As I look back at each of these experiences, there is no doubt in my mind that in some way, on some level, and in some fashion, I had "known" what was going to, or what had already happened to some of the people I have loved the most, and ment the most to me in this world...


  1. It must have been the particular set of grandparents we have because I feel so much of that too. I'll have to tell you more stories about memere the next time we talk.

    You know that I, too, was very close to memere. In that talk that mom and dad had with me, it was actually memere that asked me if it would be ok to remain in my room. She told me over and over again how much it meant to be in my room, and how good it made her feel to be surrounded by all that pink! I remember being so happy to give that to her.

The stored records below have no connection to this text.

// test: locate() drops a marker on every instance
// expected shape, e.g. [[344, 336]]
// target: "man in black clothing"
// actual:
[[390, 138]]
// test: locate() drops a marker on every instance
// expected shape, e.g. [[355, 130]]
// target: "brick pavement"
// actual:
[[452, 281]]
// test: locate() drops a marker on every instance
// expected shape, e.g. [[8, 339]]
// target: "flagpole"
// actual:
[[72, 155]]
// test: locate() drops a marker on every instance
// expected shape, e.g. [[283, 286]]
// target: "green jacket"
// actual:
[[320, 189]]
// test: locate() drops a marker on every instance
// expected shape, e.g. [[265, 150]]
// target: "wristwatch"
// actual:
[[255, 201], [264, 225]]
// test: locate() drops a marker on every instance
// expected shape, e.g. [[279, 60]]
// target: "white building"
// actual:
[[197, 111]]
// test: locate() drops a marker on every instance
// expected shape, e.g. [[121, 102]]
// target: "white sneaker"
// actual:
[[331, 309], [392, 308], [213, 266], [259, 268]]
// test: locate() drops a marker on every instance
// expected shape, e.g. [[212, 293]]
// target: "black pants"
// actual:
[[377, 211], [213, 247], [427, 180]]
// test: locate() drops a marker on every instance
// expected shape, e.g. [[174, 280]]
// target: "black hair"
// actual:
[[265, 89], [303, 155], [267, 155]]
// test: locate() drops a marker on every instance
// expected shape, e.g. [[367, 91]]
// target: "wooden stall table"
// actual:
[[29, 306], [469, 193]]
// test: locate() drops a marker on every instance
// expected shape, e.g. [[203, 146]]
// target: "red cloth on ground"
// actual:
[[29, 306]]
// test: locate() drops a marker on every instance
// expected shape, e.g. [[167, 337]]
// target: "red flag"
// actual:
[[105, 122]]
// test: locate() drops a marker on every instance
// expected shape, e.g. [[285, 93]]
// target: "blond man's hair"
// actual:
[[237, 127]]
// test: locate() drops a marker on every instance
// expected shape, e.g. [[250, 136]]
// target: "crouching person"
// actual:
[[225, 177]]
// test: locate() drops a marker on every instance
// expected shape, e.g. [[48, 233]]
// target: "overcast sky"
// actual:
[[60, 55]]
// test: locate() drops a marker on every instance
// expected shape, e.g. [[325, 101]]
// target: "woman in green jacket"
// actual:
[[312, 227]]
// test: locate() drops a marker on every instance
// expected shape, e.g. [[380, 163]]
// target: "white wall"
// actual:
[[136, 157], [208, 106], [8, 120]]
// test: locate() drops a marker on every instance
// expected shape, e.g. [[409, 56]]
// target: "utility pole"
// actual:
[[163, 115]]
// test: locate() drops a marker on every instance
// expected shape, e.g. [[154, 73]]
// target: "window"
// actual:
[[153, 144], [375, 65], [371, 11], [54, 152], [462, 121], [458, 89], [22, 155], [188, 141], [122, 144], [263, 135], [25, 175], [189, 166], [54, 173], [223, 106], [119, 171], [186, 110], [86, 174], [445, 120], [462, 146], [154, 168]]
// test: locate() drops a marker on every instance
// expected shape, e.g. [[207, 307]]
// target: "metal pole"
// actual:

I think my connection with her since then has something to do with that, and of course the years of wonderful times before that.

    You know that not seeing Grandma before she died was absolutely heart wrenching for me...two days before she passed away I had a dream where mem and pep were standing at a train station where I was meeting them. In the dream it had been like 20 years since I had seen them, but they were living...like this was a reunion of sorts. I hugged and hugged them. Memere looked me straight in the eye (still just as vivid today...) and said in her distinctive tone that make no mistake, she knew exactly how much I missed them, how much I thought of them, and what they still mean to me today. I really think it was God's way of telling me that even though I couldn't get to Grandma in time, she would know how I felt in my heart. I still remember how mem and pep were standing in the dream, what kind of day it was, and what the station looked like. (Oh...I am also sooooo grateful that you told Grandma that I would play piano for her.)

    I think Grandma has given me some extra presence because I couldn't get to her in time. Mom brought some clothes of hers down on her last trip. In the pile was the old white sweater of hers that she used to put on me for our walks to St Peters. Out of the blue after mom left, Jonah was napping in our room. Somehow, he woke up and found just THAT sweater in the closet, and curled up with it on the bed. He even had his arms in the sleeves. Sounds crazy, but it was like Grandma was hugging him. The strange part was just before that happened, I was missing her quite a bit and asked her if she knew how much I still thought of her. This also happened on Uncle Ronny's birthday. Coincidence? Figment of imagination? Powers of suggestion? I can't think that is the case. I think was her, plain and simple. Remind me to tell you the cardinal story also.

    I loved reading those stories about our grandparents. Weren't we blessed? Oh, the happy memories we have. Dime fares for the bus, selby-lake bus with pep, filled date cookies, the box of candy bars, Brackett Park, puzzles with Grandpa, Young and the Restless with Grandma, browning butter before scrambling eggs with Grandma...I think of the memories my little guys are creating right now in MN, too. Wonder what they will blog about someday? :) :) :) (Maybe your kiddos will remember Auntie Neise's ice cream treat at 10:30 am on the way to the train...JUST BECAUSE!)


  2. Or perhaps...

    Being "left behind" at the Light Rail Train station??

    (snicker, snicker, sincker)

  3. FOF,

    Thanks for sharing the link to this post. It was a special read tonight.